Methodology for Estimation of Nanoscale Hardness via Atomistic Simulations
Abstracts:Statistical mechanics has provided powerful techniques to measure mechanical properties of materials at the nanoscale and paved the way for bottom-up computational materials design. The introduction of such techniques in civil engineering applications, namely construction and geotechnical materials, remains limited to the elastic and fracture properties. This paper presents an atomistic approach to calculate the nanoscale cohesion, friction angle, and hardness. This method is based on the application of biaxial external deformation, or stress, in the weakest crystallographic direction in the material. The onset of the failure is characterized by investigating the unloading paths from several points on the stress-strain curve. Such calculations of the failure stress along different deformation paths provide multiple failure Mohr circles in the normal-shear stress space, which is found to provide a failure envelope akin to the Mohr–Coulomb failure criterion that is widely used for the plastic analysis of granular geomaterials.
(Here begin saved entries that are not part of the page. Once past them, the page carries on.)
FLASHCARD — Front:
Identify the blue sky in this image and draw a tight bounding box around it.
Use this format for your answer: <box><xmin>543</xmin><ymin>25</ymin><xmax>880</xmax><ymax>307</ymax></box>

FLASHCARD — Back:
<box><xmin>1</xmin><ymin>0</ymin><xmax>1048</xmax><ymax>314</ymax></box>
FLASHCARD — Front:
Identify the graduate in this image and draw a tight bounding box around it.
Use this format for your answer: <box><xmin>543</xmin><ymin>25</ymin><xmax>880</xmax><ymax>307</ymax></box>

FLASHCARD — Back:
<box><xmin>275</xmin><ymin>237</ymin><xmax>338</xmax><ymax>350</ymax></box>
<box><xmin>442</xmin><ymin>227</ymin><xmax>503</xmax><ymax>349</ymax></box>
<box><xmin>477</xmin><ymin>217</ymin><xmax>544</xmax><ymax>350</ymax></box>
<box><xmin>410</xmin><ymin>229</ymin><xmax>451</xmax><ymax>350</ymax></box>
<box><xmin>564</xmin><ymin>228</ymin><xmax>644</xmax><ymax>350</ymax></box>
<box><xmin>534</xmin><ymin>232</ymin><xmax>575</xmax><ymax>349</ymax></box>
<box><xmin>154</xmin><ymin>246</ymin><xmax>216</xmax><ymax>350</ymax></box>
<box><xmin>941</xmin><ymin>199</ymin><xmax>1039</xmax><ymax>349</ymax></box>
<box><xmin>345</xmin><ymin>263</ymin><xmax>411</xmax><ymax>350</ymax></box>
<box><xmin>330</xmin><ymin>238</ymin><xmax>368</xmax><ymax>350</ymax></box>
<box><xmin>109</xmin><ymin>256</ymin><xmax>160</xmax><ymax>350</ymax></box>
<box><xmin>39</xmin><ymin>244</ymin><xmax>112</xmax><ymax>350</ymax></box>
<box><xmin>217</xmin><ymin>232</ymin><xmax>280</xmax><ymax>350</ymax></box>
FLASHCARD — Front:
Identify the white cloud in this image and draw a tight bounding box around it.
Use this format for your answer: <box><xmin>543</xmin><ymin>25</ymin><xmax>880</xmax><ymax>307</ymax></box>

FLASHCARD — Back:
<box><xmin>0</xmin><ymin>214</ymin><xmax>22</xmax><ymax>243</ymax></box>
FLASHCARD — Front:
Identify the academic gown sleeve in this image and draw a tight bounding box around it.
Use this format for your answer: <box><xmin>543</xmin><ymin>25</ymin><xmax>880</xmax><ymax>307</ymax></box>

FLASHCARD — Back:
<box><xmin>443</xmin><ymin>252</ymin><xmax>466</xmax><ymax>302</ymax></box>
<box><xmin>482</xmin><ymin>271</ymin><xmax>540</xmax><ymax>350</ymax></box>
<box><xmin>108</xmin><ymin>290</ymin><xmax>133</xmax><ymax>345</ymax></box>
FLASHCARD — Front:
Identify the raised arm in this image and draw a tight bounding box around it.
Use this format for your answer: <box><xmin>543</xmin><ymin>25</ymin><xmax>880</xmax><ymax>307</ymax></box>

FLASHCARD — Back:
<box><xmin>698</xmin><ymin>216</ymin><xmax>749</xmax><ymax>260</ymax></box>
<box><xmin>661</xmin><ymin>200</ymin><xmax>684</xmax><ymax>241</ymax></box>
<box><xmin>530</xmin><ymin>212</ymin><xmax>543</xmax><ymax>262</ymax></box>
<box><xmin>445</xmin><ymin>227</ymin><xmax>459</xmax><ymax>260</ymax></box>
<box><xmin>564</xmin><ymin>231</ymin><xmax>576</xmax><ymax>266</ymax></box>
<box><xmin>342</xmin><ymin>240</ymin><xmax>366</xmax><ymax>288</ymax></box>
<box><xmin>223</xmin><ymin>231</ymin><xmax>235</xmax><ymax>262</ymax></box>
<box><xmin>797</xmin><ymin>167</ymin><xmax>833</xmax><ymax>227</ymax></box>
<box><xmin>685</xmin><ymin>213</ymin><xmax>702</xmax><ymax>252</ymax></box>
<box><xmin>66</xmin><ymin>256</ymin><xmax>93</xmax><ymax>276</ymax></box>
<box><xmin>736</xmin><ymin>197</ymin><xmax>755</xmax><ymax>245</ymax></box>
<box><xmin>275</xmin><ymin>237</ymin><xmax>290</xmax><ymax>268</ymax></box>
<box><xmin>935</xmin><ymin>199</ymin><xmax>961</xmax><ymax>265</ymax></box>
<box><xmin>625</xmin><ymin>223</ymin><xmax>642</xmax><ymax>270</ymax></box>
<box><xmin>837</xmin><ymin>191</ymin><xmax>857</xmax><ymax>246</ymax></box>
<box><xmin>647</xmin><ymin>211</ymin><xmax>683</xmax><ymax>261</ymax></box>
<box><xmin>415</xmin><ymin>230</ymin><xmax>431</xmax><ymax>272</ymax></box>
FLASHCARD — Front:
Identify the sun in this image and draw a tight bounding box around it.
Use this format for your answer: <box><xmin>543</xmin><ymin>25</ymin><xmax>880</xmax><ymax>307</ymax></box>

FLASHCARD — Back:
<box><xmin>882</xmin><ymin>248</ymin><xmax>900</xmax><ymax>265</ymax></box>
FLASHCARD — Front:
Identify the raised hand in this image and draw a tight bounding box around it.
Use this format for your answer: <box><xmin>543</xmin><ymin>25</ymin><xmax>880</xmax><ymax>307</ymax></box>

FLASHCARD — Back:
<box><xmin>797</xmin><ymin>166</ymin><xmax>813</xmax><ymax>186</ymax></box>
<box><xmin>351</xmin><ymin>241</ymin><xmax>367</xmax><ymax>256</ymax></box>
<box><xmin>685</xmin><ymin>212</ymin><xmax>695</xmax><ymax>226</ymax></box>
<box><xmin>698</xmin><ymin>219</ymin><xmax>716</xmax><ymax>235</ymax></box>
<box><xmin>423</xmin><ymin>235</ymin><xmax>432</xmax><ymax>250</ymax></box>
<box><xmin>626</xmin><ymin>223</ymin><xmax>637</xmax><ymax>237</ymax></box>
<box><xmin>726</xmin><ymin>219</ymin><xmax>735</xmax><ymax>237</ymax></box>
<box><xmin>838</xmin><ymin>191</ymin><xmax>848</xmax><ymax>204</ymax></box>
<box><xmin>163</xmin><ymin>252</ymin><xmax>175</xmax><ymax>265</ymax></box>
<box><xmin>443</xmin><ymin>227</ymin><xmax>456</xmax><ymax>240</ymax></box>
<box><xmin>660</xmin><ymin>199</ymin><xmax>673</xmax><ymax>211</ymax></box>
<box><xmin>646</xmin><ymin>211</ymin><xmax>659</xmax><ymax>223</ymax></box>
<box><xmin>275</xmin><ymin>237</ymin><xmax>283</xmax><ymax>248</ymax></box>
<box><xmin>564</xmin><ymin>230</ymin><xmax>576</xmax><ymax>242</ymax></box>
The failure envelope characterizes the nanoscale cohesion and friction angle, which in conjunction with continuum mechanics can be utilized to estimate the nanoscale hardness of layered materials. Application of this method to tobermorite and Na-montmorillonite crystals yields values that are close to the experimental measurements obtained using nanoindentation and atomic force microscopy techniques.